This image is the cover for the book Crimes of Winter, The Inspector Sebag Mysteries

Crimes of Winter, The Inspector Sebag Mysteries

The third Inspector Sebag mystery “dives deeper into character than most traditional detective yarns and is written with wit, poignancy, and panache” (Kirkus Reviews).

Crime, suspense, and marital woes combine in this atmospheric procedural set in the seemingly quiet Mediterranean town of Perpignan.

This winter is going to be a rough one for Insp. Gilles Sebag, for he has discovered a terrible truth: his wife has been cheating on him. Bouncing between depression, whisky, and insomnia, he buries himself in work in an attempt to forget.

But his investigations lead him inexorably to bigger tragedies—a woman murdered in a hotel, a depressed man who throws himself from the roof of his building, another who threatens to blow up the neighborhood—all of them involving betrayals of some sort. Perpignan seems to be suffering from a veritable epidemic of crimes of passion. Adultery is everywhere—and each betrayal leads to another dramatic crime.

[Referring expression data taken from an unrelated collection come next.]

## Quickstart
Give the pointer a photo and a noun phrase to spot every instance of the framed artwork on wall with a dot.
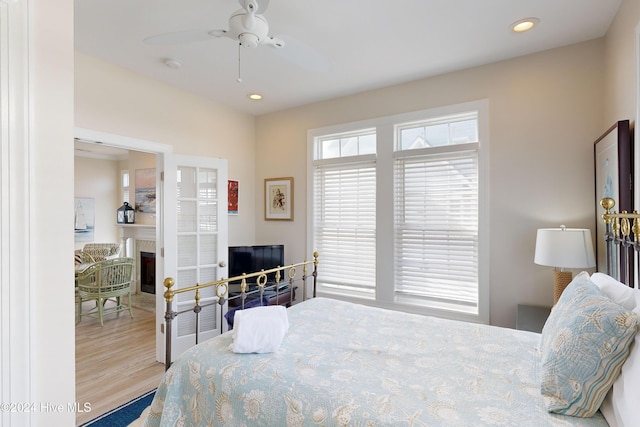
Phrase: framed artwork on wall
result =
(613, 162)
(278, 198)
(233, 197)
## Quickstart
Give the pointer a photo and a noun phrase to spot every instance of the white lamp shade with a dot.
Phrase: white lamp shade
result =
(564, 248)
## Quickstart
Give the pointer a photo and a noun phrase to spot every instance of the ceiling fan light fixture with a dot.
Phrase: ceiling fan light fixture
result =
(524, 25)
(249, 40)
(174, 64)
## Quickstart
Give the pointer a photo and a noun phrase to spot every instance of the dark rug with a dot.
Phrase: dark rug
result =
(123, 415)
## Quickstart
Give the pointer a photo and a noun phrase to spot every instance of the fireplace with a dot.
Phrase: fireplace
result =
(148, 272)
(146, 266)
(139, 242)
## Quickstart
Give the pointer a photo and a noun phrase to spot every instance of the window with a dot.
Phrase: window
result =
(398, 211)
(436, 213)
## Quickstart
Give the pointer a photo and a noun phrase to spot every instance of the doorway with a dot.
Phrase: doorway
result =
(152, 235)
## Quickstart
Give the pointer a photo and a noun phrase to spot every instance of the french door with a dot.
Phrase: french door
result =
(194, 217)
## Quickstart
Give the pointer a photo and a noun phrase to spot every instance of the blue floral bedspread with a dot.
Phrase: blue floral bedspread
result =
(343, 364)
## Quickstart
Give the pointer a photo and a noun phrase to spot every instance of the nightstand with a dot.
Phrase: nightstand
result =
(531, 317)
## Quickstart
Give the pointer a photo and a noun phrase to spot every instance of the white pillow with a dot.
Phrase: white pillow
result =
(621, 408)
(618, 292)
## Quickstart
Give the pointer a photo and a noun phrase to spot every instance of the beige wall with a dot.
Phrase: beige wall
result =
(114, 100)
(623, 75)
(99, 179)
(545, 112)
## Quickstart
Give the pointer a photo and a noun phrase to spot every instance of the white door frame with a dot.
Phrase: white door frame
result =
(136, 144)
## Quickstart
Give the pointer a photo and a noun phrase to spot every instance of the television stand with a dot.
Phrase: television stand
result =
(284, 297)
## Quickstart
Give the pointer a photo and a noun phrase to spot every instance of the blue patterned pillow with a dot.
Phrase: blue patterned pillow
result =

“Vivid and atmospheric . . . A thoughtful, almost lyrical approach to crime fiction, which will appeal to anyone who also liked In Her Wake, The Dying Detective or The Bird Tribunal. Its seasonal themes are also reminiscent of Johan Theorin’s Oland quartet, set at a Swedish resort.” —Crime Fiction Lover

“The most ambitious thematically. In it, Georget takes the stuff of existential novels and folds it into the crime genre’s formula.” —Los Angeles Review of Books

“Engaging . . . The resolution is multilayered and satisfying.” —Publishers Weekly

“Fans of French settings will enjoy venturing outside of Paris, and the year-end holiday provides an additional measure of atmosphere to the crimes and solutions here.” —Library Journal

Philippe Georget, Steven Rendall

Philippe Georget was born in 1962. He works as a TV news anchorman for France-3. A passionate traveler, in 2001 he traveled the entire length of the Mediterranean shoreline with his wife and their three children in an RV. He lives in Perpignan. Summertime, All the Cats Are Bored, his debut novel, won the SNCF Crime Fiction Prize and the City of Lens First Crime Novel Prize.